Caution should be exercised when atovaquone and proguanil hydrochloride is administered to a nursing mother.
INFORMATION FOR PATIENTS
Information for Patients Patients should be instructed: to take atovaquone and proguanil hydrochloride tablets at the same time each day with food or a milky drink.
to take a repeat dose of atovaquone and proguanil hydrochloride if vomiting occurs within 1 hour after dosing.
to take a dose as soon as possible if a dose is missed, then return to their normal dosing schedule.
However, if a dose is skipped, the patient should not double the next dose.
that rare serious adverse events such as hepatitis, severe skin reactions, neurological, and hematological events have been reported when atovaquone and proguanil hydrochloride was used for the prophylaxis or treatment of malaria.
to consult a healthcare professional regarding alternative forms of prophylaxis if prophylaxis with atovaquone and proguanil hydrochloride is prematurely discontinued for any reason.
that protective clothing, insect repellants, and bednets are important components of malaria prophylaxis.
that no chemoprophylactic regimen is 100% effective; therefore, patients should seek medical attention for any febrile illness that occurs during or after return from a malaria-endemic area and inform their healthcare professional that they may have been exposed to malaria.
that falciparum malaria carries a higher risk of death and serious complications in pregnant women than in the general population.
Pregnant women anticipating travel to malarious areas should discuss the risks and benefits of such travel with their physicians (see Pregnancy section).
DOSAGE AND ADMINISTRATION
The daily dose should be taken at the same time each day with food or a milky drink.
In the event of vomiting within 1 hour after dosing, a repeat dose should be taken.
Prevention of Malaria: Prophylactic treatment with atovaquone and proguanil hydrochloride should be started 1 or 2 days before entering a malaria-endemic area and continued daily during the stay and for 7 days after return.
Adults: One atovaquone and proguanil hydrochloride tablet (adult strength = 250 mg atovaquone/100 mg proguanil hydrochloride) per day.
Treatment of Acute Malaria: Adults: Four Atovaquone and proguanil hydrochloride tablets (adult strength; total daily dose 1 g atovaquone/400 mg proguanil hydrochloride) as a single dose daily for 3 consecutive days.
Patients with Renal Impairment: Atovaquone and proguanil hydrochloride tablet should not be used for malaria prophylaxis in patients with severe renal impairment (creatinine clearance <30 mL/min).
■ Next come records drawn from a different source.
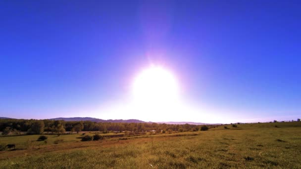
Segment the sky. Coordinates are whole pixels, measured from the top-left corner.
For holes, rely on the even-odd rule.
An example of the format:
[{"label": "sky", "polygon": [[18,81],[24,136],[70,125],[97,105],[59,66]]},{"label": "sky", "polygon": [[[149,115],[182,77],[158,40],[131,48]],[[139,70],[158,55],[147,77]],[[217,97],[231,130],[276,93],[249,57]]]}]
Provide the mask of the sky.
[{"label": "sky", "polygon": [[[299,0],[1,0],[0,117],[296,120],[301,7]],[[137,77],[153,67],[177,89],[167,89],[159,72],[139,87],[150,94],[160,81],[166,97],[133,101]],[[165,100],[174,91],[177,100]]]}]

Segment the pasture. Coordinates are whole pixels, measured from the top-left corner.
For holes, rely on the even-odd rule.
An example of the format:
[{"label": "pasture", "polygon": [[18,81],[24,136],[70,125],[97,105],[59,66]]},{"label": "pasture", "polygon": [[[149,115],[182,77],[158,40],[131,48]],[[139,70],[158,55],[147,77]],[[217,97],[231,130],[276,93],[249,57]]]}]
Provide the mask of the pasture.
[{"label": "pasture", "polygon": [[47,135],[47,142],[1,136],[16,148],[0,151],[0,168],[301,168],[301,123],[238,126],[85,142],[80,133]]}]

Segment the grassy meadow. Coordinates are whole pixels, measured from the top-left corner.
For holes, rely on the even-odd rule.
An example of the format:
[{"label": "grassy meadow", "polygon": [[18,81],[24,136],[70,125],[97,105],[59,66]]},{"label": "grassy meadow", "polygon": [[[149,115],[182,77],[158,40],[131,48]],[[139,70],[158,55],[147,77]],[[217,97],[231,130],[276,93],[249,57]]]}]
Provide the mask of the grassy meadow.
[{"label": "grassy meadow", "polygon": [[0,168],[301,169],[301,123],[225,126],[85,142],[80,133],[48,135],[47,142],[0,136],[16,149],[0,151]]}]

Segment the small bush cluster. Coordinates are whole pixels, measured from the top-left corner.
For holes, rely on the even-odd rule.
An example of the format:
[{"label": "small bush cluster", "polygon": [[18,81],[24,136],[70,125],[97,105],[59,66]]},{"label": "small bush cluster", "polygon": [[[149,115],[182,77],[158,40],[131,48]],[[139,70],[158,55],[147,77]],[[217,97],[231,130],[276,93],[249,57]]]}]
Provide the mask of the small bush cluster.
[{"label": "small bush cluster", "polygon": [[201,127],[201,131],[207,131],[209,128],[206,126],[203,126]]},{"label": "small bush cluster", "polygon": [[98,140],[102,140],[103,138],[102,137],[102,136],[101,135],[100,135],[99,134],[94,134],[94,135],[93,136],[93,141],[97,141]]},{"label": "small bush cluster", "polygon": [[58,139],[54,141],[54,144],[58,144],[60,143],[62,143],[64,142],[64,140],[62,139]]},{"label": "small bush cluster", "polygon": [[103,139],[104,137],[99,134],[95,134],[94,135],[90,136],[89,135],[85,135],[82,137],[82,141],[97,141],[99,140]]},{"label": "small bush cluster", "polygon": [[93,136],[89,135],[85,135],[82,137],[82,141],[92,141],[92,140],[93,140]]},{"label": "small bush cluster", "polygon": [[47,136],[44,135],[40,135],[40,137],[39,137],[39,138],[38,138],[38,141],[44,141],[47,140],[47,138],[48,138],[48,137],[47,137]]},{"label": "small bush cluster", "polygon": [[4,143],[0,143],[0,151],[6,150],[6,145]]}]

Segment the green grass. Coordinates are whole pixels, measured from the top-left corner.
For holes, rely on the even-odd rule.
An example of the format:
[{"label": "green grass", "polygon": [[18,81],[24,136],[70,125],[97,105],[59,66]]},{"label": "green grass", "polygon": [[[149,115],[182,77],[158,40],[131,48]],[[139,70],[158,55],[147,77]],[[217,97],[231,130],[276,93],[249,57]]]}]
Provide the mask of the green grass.
[{"label": "green grass", "polygon": [[[301,123],[238,126],[84,142],[81,134],[49,135],[24,150],[39,136],[0,137],[19,144],[0,152],[0,168],[301,168]],[[53,144],[58,138],[64,142]]]}]

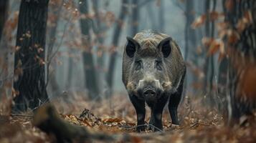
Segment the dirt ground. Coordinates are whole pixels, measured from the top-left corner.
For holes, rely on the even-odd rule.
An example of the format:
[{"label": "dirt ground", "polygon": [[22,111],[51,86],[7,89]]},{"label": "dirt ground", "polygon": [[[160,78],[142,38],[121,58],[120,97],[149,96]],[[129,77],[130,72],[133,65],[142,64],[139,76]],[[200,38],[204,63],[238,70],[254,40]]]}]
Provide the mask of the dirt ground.
[{"label": "dirt ground", "polygon": [[[64,98],[65,99],[65,98]],[[68,122],[85,127],[91,132],[113,135],[111,142],[256,142],[253,122],[240,122],[242,127],[224,125],[217,109],[204,105],[202,99],[186,97],[179,107],[181,126],[171,124],[168,109],[163,115],[163,132],[136,132],[136,118],[133,105],[126,95],[110,99],[87,101],[81,96],[52,102],[60,117]],[[146,122],[150,110],[147,107]],[[0,116],[0,142],[52,142],[54,137],[32,124],[33,112]],[[131,137],[128,140],[126,135]],[[93,142],[110,142],[93,140]],[[86,142],[86,141],[85,141]]]}]

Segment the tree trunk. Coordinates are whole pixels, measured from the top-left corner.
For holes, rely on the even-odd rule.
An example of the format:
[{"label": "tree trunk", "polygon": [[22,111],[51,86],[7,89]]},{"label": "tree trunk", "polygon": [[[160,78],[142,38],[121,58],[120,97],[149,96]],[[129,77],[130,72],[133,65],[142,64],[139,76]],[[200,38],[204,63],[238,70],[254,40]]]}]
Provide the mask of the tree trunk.
[{"label": "tree trunk", "polygon": [[[4,27],[5,21],[7,19],[7,12],[8,12],[8,4],[9,1],[0,1],[0,44],[1,44],[1,39],[3,34]],[[3,40],[3,41],[4,41]],[[4,41],[3,41],[4,43]],[[8,76],[8,48],[4,46],[0,47],[1,55],[0,55],[0,99],[1,95],[6,94],[6,79],[5,78]],[[1,44],[0,45],[1,46]]]},{"label": "tree trunk", "polygon": [[[239,122],[244,115],[253,115],[256,109],[256,1],[224,1],[225,21],[239,39],[227,37],[228,49],[227,102],[229,121]],[[246,19],[250,24],[242,30],[237,23]],[[234,36],[234,35],[232,35]],[[233,38],[233,39],[232,39]]]},{"label": "tree trunk", "polygon": [[133,0],[132,5],[133,5],[133,14],[132,14],[132,36],[134,36],[135,34],[138,31],[138,19],[139,19],[139,8],[138,6],[138,0]]},{"label": "tree trunk", "polygon": [[106,28],[104,27],[104,24],[102,22],[100,19],[100,15],[99,12],[99,3],[100,1],[95,1],[95,0],[92,0],[91,1],[93,3],[93,11],[95,12],[95,19],[94,19],[94,26],[96,27],[94,29],[94,32],[96,35],[97,37],[97,65],[96,65],[96,71],[98,73],[98,81],[102,81],[100,82],[98,82],[98,87],[100,90],[100,94],[103,94],[103,88],[105,87],[106,82],[105,80],[103,80],[105,79],[105,61],[106,59],[106,49],[105,49],[105,46],[104,46],[104,41],[105,41],[105,31],[106,30]]},{"label": "tree trunk", "polygon": [[8,12],[8,0],[0,1],[0,41]]},{"label": "tree trunk", "polygon": [[[54,47],[55,41],[56,41],[56,33],[57,33],[57,28],[58,26],[58,22],[60,19],[60,12],[62,10],[62,4],[64,1],[62,1],[57,4],[54,4],[52,6],[50,6],[50,9],[52,10],[52,14],[53,14],[52,16],[54,17],[52,21],[51,22],[51,26],[49,29],[49,33],[48,33],[48,45],[47,45],[47,81],[49,82],[49,87],[53,92],[52,95],[56,96],[59,94],[59,85],[57,82],[56,79],[56,70],[52,72],[52,73],[50,73],[49,71],[49,66],[51,66],[50,64],[52,63],[52,61],[49,60],[53,60],[52,56],[53,55],[53,49]],[[52,8],[52,9],[51,9]],[[56,64],[54,64],[54,66],[56,68]]]},{"label": "tree trunk", "polygon": [[35,109],[48,101],[45,86],[44,46],[49,0],[22,0],[15,53],[14,111]]},{"label": "tree trunk", "polygon": [[118,19],[116,21],[115,27],[114,29],[114,34],[112,41],[112,49],[110,62],[108,64],[108,72],[107,74],[107,83],[109,88],[108,96],[112,95],[113,90],[113,84],[114,81],[114,72],[115,69],[115,61],[116,56],[118,55],[118,51],[116,51],[116,48],[118,46],[118,42],[122,31],[122,28],[124,24],[124,20],[127,14],[128,8],[128,0],[122,0],[122,6],[120,9],[120,13],[118,17]]},{"label": "tree trunk", "polygon": [[160,32],[164,33],[165,27],[165,19],[164,19],[164,1],[161,0],[159,1],[159,11],[158,11],[158,18],[159,18],[159,31]]},{"label": "tree trunk", "polygon": [[[79,4],[80,11],[81,14],[85,16],[89,13],[88,1],[86,0],[80,0]],[[85,69],[85,86],[88,90],[88,95],[90,99],[99,97],[100,89],[98,87],[98,81],[96,77],[96,70],[94,66],[93,57],[92,54],[92,45],[90,44],[90,29],[92,23],[89,18],[80,19],[81,31],[82,34],[82,41],[85,47],[82,52],[82,59]]]}]

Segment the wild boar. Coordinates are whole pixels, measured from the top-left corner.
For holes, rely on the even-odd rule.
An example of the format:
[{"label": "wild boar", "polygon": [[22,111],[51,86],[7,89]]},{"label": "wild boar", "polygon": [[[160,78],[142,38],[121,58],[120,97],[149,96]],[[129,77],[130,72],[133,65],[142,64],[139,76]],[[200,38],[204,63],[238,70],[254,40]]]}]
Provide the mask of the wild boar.
[{"label": "wild boar", "polygon": [[145,130],[145,102],[151,111],[150,124],[163,129],[162,112],[168,101],[172,124],[179,124],[177,108],[186,64],[171,36],[148,30],[127,37],[122,70],[123,82],[137,114],[138,132]]}]

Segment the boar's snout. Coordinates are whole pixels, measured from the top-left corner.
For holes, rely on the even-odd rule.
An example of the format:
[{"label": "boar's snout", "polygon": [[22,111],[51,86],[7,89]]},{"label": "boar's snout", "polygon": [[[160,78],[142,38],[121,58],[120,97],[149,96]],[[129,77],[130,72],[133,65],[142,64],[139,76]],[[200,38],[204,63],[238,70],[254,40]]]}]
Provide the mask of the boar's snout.
[{"label": "boar's snout", "polygon": [[162,87],[159,80],[144,79],[139,81],[138,91],[146,98],[155,97],[161,94]]},{"label": "boar's snout", "polygon": [[143,96],[144,97],[154,97],[156,96],[156,90],[154,88],[151,88],[151,87],[146,87],[143,89]]}]

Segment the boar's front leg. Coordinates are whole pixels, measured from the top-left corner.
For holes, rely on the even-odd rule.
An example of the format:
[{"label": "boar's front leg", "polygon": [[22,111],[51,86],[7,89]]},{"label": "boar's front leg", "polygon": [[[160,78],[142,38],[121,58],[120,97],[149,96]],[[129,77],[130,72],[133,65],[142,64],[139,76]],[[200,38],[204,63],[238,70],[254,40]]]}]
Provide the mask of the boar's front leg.
[{"label": "boar's front leg", "polygon": [[[186,74],[186,73],[185,73]],[[174,124],[179,125],[178,120],[178,106],[181,102],[182,91],[183,91],[183,84],[185,78],[185,74],[183,75],[180,84],[177,89],[177,92],[171,94],[170,96],[169,109],[171,118],[171,122]]]},{"label": "boar's front leg", "polygon": [[167,95],[163,95],[160,99],[158,99],[157,102],[153,105],[148,104],[151,108],[151,117],[149,124],[153,126],[151,126],[150,129],[154,132],[163,130],[162,114],[163,108],[168,101],[168,98],[169,97]]},{"label": "boar's front leg", "polygon": [[137,114],[137,132],[145,131],[145,101],[138,99],[135,95],[129,95],[130,100],[133,104],[133,107],[136,111]]}]

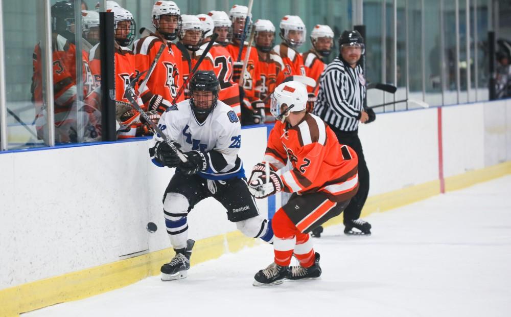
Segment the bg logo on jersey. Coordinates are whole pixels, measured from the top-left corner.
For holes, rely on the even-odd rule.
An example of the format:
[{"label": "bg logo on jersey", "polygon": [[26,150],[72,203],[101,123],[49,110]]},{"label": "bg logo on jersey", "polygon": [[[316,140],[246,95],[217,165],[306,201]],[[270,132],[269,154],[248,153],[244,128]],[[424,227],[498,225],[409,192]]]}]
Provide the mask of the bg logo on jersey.
[{"label": "bg logo on jersey", "polygon": [[167,70],[167,79],[165,80],[165,85],[169,88],[170,95],[173,97],[177,96],[177,79],[179,76],[177,66],[173,63],[164,62]]},{"label": "bg logo on jersey", "polygon": [[[130,78],[132,75],[133,73],[131,73],[131,75],[129,75],[126,73],[119,74],[118,76],[121,77],[121,79],[123,81],[123,86],[124,87],[124,92],[126,91],[126,88],[128,88],[128,85],[129,85]],[[123,94],[123,96],[124,96],[124,93]]]}]

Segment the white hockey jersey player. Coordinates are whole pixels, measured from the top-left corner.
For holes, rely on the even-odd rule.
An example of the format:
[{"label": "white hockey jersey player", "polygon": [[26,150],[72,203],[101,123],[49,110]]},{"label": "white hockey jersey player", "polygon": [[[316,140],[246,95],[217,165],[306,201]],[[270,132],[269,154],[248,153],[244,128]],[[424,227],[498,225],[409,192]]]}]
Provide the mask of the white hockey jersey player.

Atovaquone and proguanil hydrochloride tablet may be used with caution for the treatment of malaria in patients with severe renal impairment (creatinine clearance <30 mL/min), only if the benefits of the 3-day treatment regimen outweigh the potential risks associated with increased drug exposure (see CLINICAL PHARMACOLOGY: Special Populations: Renal Impairment).
No dosage adjustments are needed in patients with mild (creatinine clearance 50 to 80 mL/min) and moderate (creatinine clearance 30 to 50 mL/min) renal impairment (see CLINICAL PHARMACOLOGY: Special Populations).
Patients with Hepatic Impairment: No dosage adjustments are needed in patients with mild to moderate hepatic impairment.
No studies have been conducted in patients with severe hepatic impairment (see CLINICAL PHARMACOLOGY: Special Populations: Hepatic Impairment).